Counterparty Risk
What Is Counterparty Risk?
Counterparty risk, also known as settlement risk, is a fundamental concept in finance that also applies directly to the cryptocurrency world. It refers to the risk that the person or entity on the other side of a deal (the “counterparty) will default on their part of the bargain.
In simple terms, it’s the risk of not getting what you were promised because the other side fails to deliver. This failure could be due to bankruptcy, insolvency, outright fraud, or some technical issue or error.
While counterparty risk in the crypto space can also refer to a simple peer-to-peer or party-to-party transaction, it’s most referenced in the context of third-party custodial platforms.
How Does Counterparty Risk Work?
Some examples of counterparty risk in crypto include:
Centralized Exchanges (CEXs)
When you leave your crypto on a centralized exchange, the exchange is your counterparty. The risk is that the exchange could get hacked, go bankrupt (like FTX or Mt. Gox), or freeze your account, causing you to lose all your funds.
Lending Platforms
If you lend your crypto to earn interest, your counterparty is the borrower (or the platform itself). The risk is that the borrower defaults on the loan or the platform gets exploited or otherwise loses your funds.

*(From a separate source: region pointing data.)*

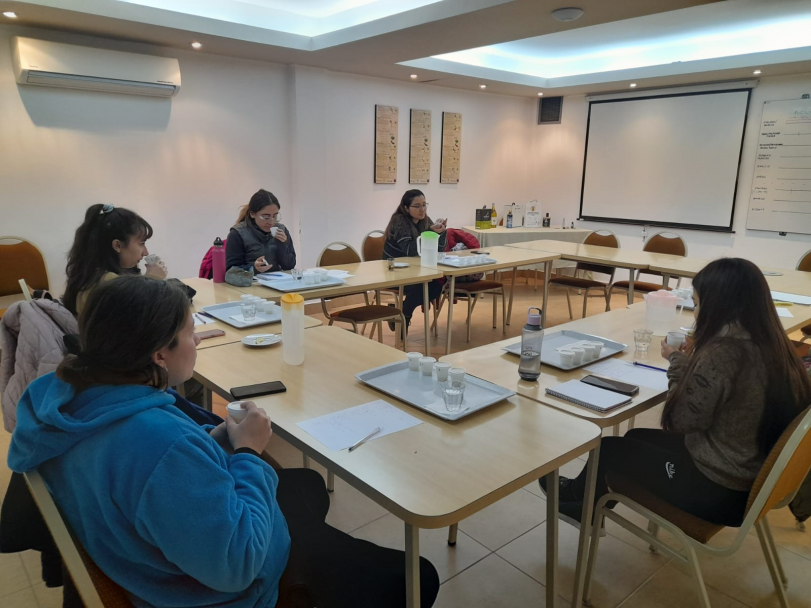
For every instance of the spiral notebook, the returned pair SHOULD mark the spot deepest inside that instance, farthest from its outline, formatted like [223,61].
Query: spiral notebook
[585,395]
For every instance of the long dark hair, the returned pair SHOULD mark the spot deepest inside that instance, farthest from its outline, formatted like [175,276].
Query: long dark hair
[123,324]
[402,214]
[260,200]
[732,291]
[92,254]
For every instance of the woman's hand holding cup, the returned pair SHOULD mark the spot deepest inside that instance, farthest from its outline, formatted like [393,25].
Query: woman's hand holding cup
[253,432]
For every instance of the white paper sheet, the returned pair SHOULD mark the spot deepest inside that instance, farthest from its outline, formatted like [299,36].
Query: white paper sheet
[340,430]
[628,372]
[782,296]
[201,319]
[784,312]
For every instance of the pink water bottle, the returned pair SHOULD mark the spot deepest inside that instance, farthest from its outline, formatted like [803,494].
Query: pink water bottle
[218,261]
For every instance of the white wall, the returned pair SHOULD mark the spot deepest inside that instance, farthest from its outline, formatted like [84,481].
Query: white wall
[188,163]
[185,164]
[335,136]
[559,151]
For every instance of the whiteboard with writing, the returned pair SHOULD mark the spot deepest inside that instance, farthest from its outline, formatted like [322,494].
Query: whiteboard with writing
[781,184]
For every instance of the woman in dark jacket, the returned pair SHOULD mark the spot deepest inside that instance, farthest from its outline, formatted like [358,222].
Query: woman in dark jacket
[406,224]
[258,240]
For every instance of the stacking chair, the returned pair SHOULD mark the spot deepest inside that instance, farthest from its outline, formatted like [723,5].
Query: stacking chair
[20,260]
[470,292]
[669,243]
[805,266]
[775,486]
[338,253]
[603,238]
[96,589]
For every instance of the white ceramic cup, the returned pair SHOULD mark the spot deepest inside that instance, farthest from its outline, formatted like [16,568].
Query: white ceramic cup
[442,370]
[456,374]
[598,349]
[427,365]
[236,412]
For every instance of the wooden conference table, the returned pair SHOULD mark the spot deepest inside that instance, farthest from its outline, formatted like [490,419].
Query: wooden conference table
[366,276]
[431,475]
[208,293]
[506,257]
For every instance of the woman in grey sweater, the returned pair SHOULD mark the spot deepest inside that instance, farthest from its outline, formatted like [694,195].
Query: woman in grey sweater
[732,392]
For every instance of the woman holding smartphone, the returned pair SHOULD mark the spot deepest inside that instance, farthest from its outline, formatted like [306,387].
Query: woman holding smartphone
[177,512]
[732,392]
[406,224]
[258,240]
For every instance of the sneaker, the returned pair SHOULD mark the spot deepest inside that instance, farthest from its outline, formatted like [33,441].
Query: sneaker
[566,491]
[571,512]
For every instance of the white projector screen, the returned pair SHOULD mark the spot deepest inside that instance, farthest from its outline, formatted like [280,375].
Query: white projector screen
[669,160]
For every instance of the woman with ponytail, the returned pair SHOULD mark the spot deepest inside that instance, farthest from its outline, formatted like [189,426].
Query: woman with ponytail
[258,240]
[176,512]
[731,395]
[110,242]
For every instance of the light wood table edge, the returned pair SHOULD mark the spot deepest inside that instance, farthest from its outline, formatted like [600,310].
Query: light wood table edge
[422,521]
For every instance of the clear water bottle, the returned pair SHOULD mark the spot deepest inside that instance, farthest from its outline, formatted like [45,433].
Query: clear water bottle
[531,343]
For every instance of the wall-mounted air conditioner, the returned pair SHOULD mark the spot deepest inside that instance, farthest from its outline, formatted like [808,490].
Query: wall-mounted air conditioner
[53,64]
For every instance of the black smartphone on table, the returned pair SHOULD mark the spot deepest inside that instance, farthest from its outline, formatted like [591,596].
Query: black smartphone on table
[609,384]
[257,390]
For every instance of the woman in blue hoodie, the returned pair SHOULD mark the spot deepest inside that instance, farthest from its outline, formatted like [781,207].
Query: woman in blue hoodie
[176,513]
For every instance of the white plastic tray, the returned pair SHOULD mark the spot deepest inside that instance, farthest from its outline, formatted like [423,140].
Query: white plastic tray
[425,392]
[223,312]
[291,284]
[561,339]
[455,263]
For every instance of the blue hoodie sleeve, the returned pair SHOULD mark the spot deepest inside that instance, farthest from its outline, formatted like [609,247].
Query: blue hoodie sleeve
[212,517]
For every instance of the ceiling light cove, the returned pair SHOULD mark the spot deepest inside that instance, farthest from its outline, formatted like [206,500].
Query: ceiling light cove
[645,42]
[303,17]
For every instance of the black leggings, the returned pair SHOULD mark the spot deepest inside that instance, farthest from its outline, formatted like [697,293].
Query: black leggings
[341,571]
[413,296]
[660,462]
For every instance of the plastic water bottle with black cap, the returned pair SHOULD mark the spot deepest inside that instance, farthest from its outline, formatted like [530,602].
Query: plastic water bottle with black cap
[531,344]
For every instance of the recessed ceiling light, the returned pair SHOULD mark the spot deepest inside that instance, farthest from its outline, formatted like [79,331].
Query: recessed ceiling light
[567,14]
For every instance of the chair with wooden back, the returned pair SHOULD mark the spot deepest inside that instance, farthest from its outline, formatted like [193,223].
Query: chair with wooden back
[602,238]
[339,253]
[96,589]
[780,477]
[20,260]
[668,243]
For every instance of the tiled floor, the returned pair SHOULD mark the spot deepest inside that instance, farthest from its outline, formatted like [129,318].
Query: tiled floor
[499,557]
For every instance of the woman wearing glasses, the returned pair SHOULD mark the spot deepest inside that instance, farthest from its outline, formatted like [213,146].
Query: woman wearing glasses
[258,240]
[406,224]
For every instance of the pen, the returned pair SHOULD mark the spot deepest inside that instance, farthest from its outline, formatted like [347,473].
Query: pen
[360,442]
[658,369]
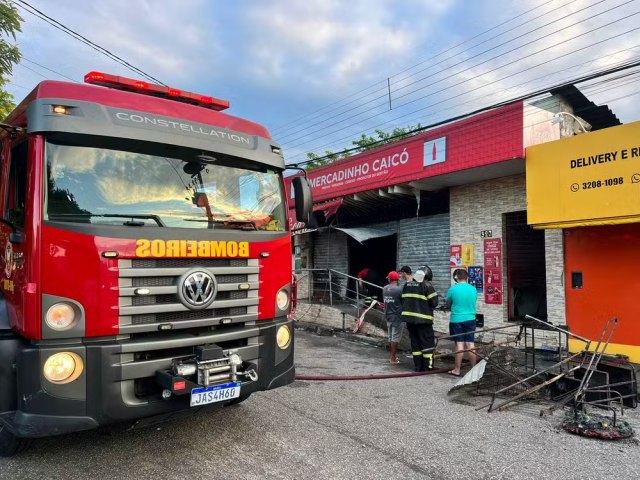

Stablecoins and Wrapped Assets
When holding assets like stablecoins (e.g., USDC, USDT) or wrapped tokens (e.g., wBTC, wETH), you are trusting the issuing entity to maintain the 1:1 backing with the underlying asset (like USD or BTC). If the issuer fails, the stablecoin or wrapped token could lose its value entirely. The most effective way to eliminate counterparty risk in crypto is to practice secure self-custody. By using a signer, you store your private keys offline, ensuring that only you have control over your assets. This removes trusted third partiesfrom the equation, making you the sole owner of your crypto.